Personal information
- Full name: Kevin Wright
- Born: 19 February 1933
- Died: 3 October 2003 (aged 70)
- Original team: Fitzroy Thirds
- Height: 178 cm (5 ft 10 in)
- Weight: 76 kg (168 lb)

Playing career^{1}
- Years: Club / Games (Goals)
- 1952–1961: Fitzroy / 140 (160)
- ^{1} Playing statistics correct to the end of 1961.

= Kevin Wright (Australian footballer) =

Australian rules footballer and coach (1933–2003)

Kevin Wright (19 February 1933 – 3 October 2003) was an Australian rules footballer who played for Fitzroy in the Victorian Football League (VFL) and Dandenong in the Victorian Football Association (VFA).

Wright was used initially in the midfield, either as a centre, rover or wingman. Towards the end of his career he played more as a forward after establishing himself with a six-goal haul in the opening round of the 1958 VFL season. He kicked 43 in 1959 to top Fitzroy's goal-kicking and was their most prolific forward again the following season with 36 goals. He played as number 13.
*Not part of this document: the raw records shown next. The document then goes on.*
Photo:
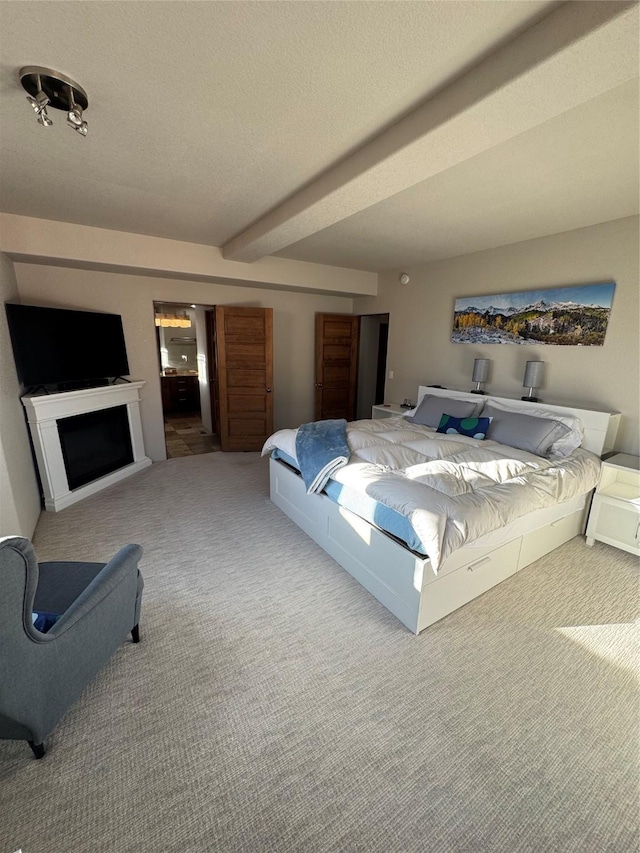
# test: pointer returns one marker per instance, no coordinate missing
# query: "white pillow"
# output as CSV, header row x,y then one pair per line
x,y
563,446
Wright moved to the Dandenong Football Club in the Victorian Football Association in 1962, and served there as captain-coach until 1964; he led the club to a Division 2 premiership in 1962, and kicked six goals in the grand final. After leaving Dandenong, Wright returned to Fitzroy where he became a director. He also spent a season, in 1972, as non-playing coach of Preston.